PSEUDOMEMBRANOUS PHARYNGITIS IN SHEEP.
Cause; infected dust on susceptible subject; inoculation. Symptoms; movement of jaws; frothy lips; salivation; viscid nasal discharge; difficult swallowing and breathing; swollen tender throat; extended head; anorexia; cyanosis; open mouth; cough expels shreds of false membrane; asphyxia. Lesions. Treatment; Glauber salts or muriatic acid in water; antiseptic fumigation and drinking water; antisepsis of the pharynx.

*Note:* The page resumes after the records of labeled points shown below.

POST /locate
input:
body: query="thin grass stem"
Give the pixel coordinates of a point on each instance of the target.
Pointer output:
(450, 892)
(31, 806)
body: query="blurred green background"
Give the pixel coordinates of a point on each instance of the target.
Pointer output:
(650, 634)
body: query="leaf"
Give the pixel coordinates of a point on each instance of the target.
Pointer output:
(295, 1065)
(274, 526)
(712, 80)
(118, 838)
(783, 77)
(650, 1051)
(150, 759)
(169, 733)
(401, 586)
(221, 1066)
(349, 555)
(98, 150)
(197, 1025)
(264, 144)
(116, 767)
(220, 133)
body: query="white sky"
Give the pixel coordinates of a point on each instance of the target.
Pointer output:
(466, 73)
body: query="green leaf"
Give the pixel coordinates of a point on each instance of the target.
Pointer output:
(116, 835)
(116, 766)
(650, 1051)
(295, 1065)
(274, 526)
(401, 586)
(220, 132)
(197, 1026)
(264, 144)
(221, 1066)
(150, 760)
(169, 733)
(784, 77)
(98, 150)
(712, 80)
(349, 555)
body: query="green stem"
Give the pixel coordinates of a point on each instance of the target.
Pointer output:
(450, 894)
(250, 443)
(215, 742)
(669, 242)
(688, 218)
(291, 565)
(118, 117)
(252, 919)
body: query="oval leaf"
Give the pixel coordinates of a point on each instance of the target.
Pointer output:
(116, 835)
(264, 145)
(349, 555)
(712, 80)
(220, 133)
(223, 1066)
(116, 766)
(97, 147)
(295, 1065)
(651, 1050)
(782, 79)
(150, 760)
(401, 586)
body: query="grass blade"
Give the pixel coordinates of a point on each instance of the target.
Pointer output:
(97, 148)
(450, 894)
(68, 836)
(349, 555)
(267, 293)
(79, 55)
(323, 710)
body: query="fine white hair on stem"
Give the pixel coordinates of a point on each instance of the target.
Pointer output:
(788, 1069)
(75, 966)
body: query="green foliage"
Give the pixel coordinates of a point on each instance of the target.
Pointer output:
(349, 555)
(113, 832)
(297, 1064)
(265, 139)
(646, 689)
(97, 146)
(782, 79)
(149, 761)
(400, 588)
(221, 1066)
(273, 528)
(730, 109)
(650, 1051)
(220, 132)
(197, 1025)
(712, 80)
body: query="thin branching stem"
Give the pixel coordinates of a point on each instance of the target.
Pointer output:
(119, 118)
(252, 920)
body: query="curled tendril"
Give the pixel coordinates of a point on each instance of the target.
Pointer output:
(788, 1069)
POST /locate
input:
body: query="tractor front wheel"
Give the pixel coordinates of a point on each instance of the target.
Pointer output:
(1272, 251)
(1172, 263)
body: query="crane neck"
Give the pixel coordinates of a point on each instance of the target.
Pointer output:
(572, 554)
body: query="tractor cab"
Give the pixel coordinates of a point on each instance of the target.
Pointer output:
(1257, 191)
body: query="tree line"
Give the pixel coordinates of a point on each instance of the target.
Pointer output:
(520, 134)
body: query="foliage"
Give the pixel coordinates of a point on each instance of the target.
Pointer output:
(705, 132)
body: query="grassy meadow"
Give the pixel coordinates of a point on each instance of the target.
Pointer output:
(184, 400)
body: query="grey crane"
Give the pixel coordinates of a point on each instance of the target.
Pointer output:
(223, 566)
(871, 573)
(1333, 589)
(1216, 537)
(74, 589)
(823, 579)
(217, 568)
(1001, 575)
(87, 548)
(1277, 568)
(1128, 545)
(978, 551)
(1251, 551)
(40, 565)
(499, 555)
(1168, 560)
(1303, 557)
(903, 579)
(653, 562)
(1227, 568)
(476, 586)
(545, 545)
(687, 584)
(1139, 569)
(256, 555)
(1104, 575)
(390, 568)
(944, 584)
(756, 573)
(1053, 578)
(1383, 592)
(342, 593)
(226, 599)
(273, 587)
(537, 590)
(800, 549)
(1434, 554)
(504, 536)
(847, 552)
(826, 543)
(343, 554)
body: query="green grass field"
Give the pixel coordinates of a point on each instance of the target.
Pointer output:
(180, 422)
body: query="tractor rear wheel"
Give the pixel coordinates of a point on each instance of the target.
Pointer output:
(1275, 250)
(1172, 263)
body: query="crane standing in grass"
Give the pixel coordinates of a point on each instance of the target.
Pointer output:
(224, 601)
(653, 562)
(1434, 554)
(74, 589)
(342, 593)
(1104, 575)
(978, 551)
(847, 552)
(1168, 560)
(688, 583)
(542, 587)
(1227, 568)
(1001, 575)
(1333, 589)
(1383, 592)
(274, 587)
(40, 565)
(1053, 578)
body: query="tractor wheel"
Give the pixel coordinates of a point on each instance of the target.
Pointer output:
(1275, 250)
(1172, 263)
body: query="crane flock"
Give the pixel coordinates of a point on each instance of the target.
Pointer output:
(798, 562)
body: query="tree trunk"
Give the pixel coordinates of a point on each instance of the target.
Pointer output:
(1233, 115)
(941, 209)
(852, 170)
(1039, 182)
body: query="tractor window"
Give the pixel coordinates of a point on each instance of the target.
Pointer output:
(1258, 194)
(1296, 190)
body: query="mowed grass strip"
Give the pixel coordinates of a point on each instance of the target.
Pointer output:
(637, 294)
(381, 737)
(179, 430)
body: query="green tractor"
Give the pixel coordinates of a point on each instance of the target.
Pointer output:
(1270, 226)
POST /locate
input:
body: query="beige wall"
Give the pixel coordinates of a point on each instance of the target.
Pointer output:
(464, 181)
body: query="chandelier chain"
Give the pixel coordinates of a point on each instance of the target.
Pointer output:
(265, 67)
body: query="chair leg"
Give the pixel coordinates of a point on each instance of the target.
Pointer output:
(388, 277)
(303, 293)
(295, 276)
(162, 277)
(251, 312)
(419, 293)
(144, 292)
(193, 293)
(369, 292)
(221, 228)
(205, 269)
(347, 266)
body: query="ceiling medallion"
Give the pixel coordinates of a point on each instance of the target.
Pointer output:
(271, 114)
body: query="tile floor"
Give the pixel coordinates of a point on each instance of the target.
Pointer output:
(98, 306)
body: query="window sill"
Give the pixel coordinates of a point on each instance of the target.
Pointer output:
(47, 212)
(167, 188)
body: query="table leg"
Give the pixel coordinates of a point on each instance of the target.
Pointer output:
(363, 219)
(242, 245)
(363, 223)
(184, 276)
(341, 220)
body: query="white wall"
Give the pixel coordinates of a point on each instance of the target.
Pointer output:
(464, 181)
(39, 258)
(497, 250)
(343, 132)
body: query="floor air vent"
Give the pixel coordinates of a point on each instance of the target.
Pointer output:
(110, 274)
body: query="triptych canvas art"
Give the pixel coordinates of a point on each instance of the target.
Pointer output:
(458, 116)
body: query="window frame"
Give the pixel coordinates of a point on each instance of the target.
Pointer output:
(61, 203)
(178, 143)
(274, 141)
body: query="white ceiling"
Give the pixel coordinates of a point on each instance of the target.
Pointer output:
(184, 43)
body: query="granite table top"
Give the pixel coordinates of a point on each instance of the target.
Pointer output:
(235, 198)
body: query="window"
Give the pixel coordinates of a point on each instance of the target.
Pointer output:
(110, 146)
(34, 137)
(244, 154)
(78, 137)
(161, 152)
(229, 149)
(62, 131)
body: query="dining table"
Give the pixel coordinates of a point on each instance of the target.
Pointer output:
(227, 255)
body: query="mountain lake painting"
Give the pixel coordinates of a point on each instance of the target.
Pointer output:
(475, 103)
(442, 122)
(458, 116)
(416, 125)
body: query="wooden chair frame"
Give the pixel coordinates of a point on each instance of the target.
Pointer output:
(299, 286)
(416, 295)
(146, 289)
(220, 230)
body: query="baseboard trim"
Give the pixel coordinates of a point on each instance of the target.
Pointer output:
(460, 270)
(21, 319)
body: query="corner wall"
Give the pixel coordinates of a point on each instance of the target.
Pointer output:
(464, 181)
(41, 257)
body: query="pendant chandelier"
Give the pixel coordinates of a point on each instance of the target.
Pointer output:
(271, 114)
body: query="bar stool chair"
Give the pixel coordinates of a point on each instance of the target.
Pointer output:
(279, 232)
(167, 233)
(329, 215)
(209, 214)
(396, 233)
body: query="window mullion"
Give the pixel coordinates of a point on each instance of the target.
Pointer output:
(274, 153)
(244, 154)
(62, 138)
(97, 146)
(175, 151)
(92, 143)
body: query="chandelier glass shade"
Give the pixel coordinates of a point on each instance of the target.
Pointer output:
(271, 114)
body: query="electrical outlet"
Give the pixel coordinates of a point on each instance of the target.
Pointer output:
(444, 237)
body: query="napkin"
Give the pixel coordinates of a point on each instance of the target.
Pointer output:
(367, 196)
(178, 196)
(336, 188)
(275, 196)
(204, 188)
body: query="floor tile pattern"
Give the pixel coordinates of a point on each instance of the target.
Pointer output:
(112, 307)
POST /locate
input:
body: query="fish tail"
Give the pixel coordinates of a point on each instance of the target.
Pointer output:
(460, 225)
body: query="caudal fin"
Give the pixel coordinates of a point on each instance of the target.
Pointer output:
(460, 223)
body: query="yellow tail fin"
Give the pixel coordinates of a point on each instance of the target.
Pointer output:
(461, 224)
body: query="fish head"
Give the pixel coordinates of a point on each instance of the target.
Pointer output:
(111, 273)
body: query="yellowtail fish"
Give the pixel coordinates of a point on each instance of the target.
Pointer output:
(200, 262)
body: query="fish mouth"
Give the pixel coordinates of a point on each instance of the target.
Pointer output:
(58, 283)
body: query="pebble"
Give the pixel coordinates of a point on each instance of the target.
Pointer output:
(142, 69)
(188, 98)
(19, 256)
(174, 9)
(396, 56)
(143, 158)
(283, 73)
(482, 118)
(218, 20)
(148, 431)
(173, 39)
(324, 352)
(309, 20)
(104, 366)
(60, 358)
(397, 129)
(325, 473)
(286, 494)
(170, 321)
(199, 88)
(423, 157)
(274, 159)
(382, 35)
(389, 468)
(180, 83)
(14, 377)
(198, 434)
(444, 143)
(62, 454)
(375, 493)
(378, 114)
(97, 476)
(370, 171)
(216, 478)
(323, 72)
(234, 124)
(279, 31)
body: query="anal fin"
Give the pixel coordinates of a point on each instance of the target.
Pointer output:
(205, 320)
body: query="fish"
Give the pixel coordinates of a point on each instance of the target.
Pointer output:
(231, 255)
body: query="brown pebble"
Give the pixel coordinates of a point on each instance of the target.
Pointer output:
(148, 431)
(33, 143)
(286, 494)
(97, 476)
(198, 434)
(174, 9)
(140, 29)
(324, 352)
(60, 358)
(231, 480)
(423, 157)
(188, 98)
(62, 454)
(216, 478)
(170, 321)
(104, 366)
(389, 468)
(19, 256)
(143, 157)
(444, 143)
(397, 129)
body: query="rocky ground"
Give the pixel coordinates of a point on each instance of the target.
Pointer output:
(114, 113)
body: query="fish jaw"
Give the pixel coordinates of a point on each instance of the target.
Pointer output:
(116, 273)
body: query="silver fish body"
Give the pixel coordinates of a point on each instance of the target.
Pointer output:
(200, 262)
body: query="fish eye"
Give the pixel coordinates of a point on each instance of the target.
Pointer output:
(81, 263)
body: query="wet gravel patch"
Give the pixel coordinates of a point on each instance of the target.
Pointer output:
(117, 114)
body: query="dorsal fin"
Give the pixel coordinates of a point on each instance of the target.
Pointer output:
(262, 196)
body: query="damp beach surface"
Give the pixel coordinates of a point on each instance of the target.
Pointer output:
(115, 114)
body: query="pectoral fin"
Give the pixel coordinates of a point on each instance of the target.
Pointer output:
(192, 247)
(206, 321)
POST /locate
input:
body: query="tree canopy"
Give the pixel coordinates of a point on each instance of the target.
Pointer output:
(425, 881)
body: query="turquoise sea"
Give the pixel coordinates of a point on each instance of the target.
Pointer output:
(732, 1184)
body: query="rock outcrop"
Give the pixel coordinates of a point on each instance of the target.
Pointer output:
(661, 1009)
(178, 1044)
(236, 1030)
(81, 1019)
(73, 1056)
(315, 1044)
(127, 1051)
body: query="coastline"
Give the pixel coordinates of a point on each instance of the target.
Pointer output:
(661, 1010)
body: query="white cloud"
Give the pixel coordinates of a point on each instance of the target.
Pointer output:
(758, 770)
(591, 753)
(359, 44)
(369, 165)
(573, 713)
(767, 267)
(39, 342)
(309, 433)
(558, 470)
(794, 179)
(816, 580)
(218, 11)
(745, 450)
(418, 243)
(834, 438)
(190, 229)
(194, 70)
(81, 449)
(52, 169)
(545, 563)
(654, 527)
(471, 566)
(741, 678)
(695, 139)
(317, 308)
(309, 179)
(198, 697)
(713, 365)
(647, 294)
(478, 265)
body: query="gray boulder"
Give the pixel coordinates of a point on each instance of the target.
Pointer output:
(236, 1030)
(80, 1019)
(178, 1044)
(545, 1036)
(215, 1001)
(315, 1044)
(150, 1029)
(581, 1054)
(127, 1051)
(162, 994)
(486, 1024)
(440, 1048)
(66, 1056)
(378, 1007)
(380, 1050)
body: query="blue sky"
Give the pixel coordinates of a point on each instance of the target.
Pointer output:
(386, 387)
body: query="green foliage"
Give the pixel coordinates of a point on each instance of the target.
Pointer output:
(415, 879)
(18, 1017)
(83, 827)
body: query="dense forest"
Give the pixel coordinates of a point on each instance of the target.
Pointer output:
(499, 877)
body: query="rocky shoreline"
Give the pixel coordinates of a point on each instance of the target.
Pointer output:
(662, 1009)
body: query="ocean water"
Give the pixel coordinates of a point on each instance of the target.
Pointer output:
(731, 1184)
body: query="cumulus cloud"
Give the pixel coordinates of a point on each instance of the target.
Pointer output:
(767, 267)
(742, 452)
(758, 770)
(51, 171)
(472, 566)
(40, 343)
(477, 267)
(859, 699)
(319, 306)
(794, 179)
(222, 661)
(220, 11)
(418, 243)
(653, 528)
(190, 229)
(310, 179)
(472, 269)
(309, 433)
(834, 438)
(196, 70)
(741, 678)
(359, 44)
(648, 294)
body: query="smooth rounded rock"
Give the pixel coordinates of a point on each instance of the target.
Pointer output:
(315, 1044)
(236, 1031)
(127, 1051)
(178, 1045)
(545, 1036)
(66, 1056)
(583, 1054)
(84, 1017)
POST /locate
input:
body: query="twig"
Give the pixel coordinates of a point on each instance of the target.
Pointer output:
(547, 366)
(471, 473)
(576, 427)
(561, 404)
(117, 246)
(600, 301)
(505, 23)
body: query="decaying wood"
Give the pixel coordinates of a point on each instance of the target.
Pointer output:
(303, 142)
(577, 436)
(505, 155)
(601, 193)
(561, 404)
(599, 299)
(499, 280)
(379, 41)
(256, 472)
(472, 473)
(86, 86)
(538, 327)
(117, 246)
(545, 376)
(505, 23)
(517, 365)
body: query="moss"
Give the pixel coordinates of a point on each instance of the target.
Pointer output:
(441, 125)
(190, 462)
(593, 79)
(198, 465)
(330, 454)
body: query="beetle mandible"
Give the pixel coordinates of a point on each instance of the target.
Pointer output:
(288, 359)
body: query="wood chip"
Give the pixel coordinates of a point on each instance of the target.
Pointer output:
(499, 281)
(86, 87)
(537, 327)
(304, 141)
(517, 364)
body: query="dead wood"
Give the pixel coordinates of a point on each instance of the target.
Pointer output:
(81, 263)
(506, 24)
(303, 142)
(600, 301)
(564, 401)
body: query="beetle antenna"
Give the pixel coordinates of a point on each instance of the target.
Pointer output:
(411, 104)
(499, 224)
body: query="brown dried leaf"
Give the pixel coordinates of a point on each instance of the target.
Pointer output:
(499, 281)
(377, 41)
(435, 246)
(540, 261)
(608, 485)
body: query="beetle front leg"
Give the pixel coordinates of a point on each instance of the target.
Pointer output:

Roche-Lubin speaks of this disease as common in flocks, as the result of moving them around for twenty-four hours in a narrow enclosure covered with dust which is raised in a cloud and settles in the fleece so as to increase its weight. The fever and excitement caused by the constant driving and the local action of the infected dust on the respiratory mucous membrane is said to bring about the intense exudative inflammation. It has been seen especially in the spring in young lambs shortly after weaning. Damman claims that he transmitted the disease to sheep by inoculating the diphtheritic exudate of the calf.
Symptoms. There were constant movements of the jaws, with the accumulation of frothy saliva round the lips or the drivelling of this secretion from the mouth, the discharge of a viscid white material from the nose, difficulty of deglutition, hurried, panting, snuffling breathing, swelling and tenderness of the throat, and the occurrence of cough and the discharge of mucopurulent matter whenever it was pressed. The head and neck are held rigidly extended, the eyes are dull or glazed, the appetite is completely lost, the mucosæ red and cyanotic and the animal weak and unsteady upon its limbs. By the third or fourth day respiration has become so difficult that the mouth is held constantly open, the tongue protruded and the painful convulsive cough leads to the expulsion by the nose and mouth of shreds of false membrane. Careful examination of the nose or of the fauces may detect the grayish or yellowish patches of false membrane at an earlier stage. Death by asphyxia is common.
Lesions do not differ materially from those seen in the calf. The inflammation and pseudomembranous exudate may extend as far as the trachea and bronchia in which case the indications of death by asphyxia are clearly marked.
Treatment is the same as for the calf. Tepid drinks slightly acidified with muriatic acid, or the addition to the drinking water of one pound of sulphate of soda to every fifty sheep has been especially recommended. Fumigation with sulphurous acid or chlorine is easy of application in flocks. As alternatives for addition to the water may be named hyposulphite or bisulphite of soda, borax, carbolic acid, or spirits of turpentine. For treatment individually swabbing the throat with antiseptics and dilute caustics, electuaries, and hot poultices to the throat may be tried.